Yaşanan gelişmelerin, kadınların suçu olmadığını vurgulayan Uslu, bu konuda sorumluğun erkeklere ait olduğunu belirtti.
Kadınların güvensiz koşullarda çalışmak zorunda kalmasından bıktığını vurgulayan Bakan Uslu, "Bu çok acı verici ve kabul edilemez. Güvenlik ve özgürlük üzerinde öyle bir etkisi var ki, gerçekten değişmesi gerekiyor. Kadınlar o kadar savunmasız ki, bu konuda konuşmaya cesaret edemiyorlar" diye konuştu.
Güvenlik ve Adalet Bakanı Dilan Yeşilgöz de, taciz iddialarıyla ilgili olarak. "Bu kadınların hatası değil, kadınlar yalnız olmadığını bilmeli" dedi. Yeşilgöz, kişinin rızası olmadan her türlü cinsel teması suç sayan yasanın bir an önce yürürlüğe girmesi için elinden geleni yapacağını söyledi.
Hükümetin kadın üyelerinden Savunma Bakanı Kasja Ollongren de yaşananları, "Bunun 2022 Hollanda'sında hala yaşanabiliyor olması korkunç" sözleriyle değerlendirdi.
Rutgers Vakfı Cinsel Şiddetle Mücadele Programı yöneticisi Willy van Berlo, kurbanlar genellikle utandığını ya da başkaları tarafından suçlandığını vurgulayarak, "Failin baskın konumu da bunda rol oynar. Hele ki genç ve bağımlıysanız, suçlamada bulunmak için çok sağlam olmalısınız" dedi.

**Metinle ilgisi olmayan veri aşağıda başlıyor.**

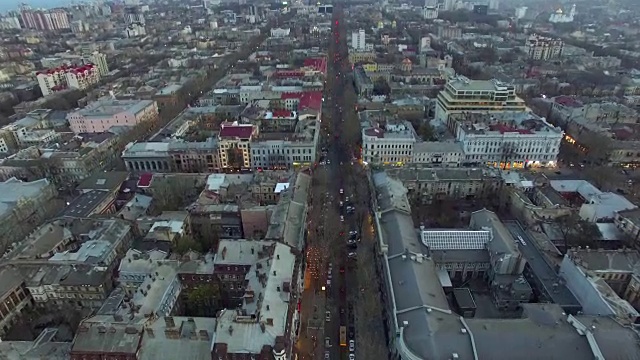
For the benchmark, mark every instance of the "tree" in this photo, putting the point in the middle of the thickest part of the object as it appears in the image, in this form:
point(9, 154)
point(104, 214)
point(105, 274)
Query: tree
point(234, 157)
point(205, 300)
point(186, 244)
point(576, 231)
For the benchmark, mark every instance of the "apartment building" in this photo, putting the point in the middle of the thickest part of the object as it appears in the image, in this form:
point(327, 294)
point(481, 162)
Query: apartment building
point(24, 206)
point(476, 96)
point(82, 77)
point(234, 145)
point(449, 32)
point(14, 298)
point(507, 139)
point(429, 184)
point(391, 145)
point(263, 325)
point(437, 154)
point(52, 80)
point(543, 48)
point(101, 115)
point(289, 149)
point(358, 41)
point(64, 77)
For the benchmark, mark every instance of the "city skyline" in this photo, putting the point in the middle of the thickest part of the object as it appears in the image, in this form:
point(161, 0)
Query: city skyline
point(11, 5)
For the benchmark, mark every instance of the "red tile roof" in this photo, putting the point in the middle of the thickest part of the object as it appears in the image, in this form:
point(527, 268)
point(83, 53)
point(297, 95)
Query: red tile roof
point(282, 113)
point(377, 132)
point(229, 130)
point(289, 74)
point(145, 180)
point(286, 96)
point(506, 128)
point(319, 64)
point(311, 100)
point(568, 101)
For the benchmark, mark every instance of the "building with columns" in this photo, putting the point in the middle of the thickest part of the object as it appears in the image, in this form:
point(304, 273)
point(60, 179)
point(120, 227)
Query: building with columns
point(174, 156)
point(99, 116)
point(147, 157)
point(234, 143)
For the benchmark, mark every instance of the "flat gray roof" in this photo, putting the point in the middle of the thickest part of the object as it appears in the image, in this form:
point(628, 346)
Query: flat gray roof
point(85, 204)
point(13, 190)
point(428, 329)
point(542, 270)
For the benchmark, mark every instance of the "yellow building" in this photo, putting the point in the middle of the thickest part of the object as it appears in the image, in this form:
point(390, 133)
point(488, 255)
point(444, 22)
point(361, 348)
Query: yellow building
point(356, 57)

Özgürleşme Hareketi'nin kurucusu Jens van Tricht de, kamu yayıncısı NOS'a yaptığı açıklamada, "Erkeklerin seks için kadınları avlamasının normal sayıldığı ve yalnızca kadınların alarm vermesi halinde harekete geçilmesi gereken kültürle mücadele yeterli değil" görüşünü dile getirdi.
Programın yapımcısı John de Mol'un, Boos programında, kadınların suçlu olduğunu ima ederek, "Kimse bir şey söylemezse bir şey yapamayız" demesi, yoğun tepki gördü. De Mol'un yapım şirketi Talpa'nın kadın çalışanları, tam sayfa gazete ilanı vererek, "Bu kadınların suçu değil, erkeklerin sorumluluğu" diye seslendi.
Hollanda'daki kamu ve özel radyo istasyonları, cinsel taciz iddiaları nedeniyle işine son verilen jüri üyesi ve şarkıcı koçu Ali B. ile 2015 yılına kadar jüri üyeliği yapan ve tacizle suçlanan Marco Borsato'nun şarkılarını çalmama kararı aldı.
Amsterdam'daki Mademe Tussauds Balmumu Heykel Müzesi de, taciz suçlamalarının hedefindeki Ali B. ve Borsato'nun görüntülerini kaldırdı.
De Mol tarafından geliştirilen The Voice of Holland, The Voice adıyla ABD ve İngiltere başta olmak üzere yüzden fazla ülkede yayınlanmaya başlandı. The Voice, Türkiye'de de "O Ses Türkiye" adıyla ekranlara geldi.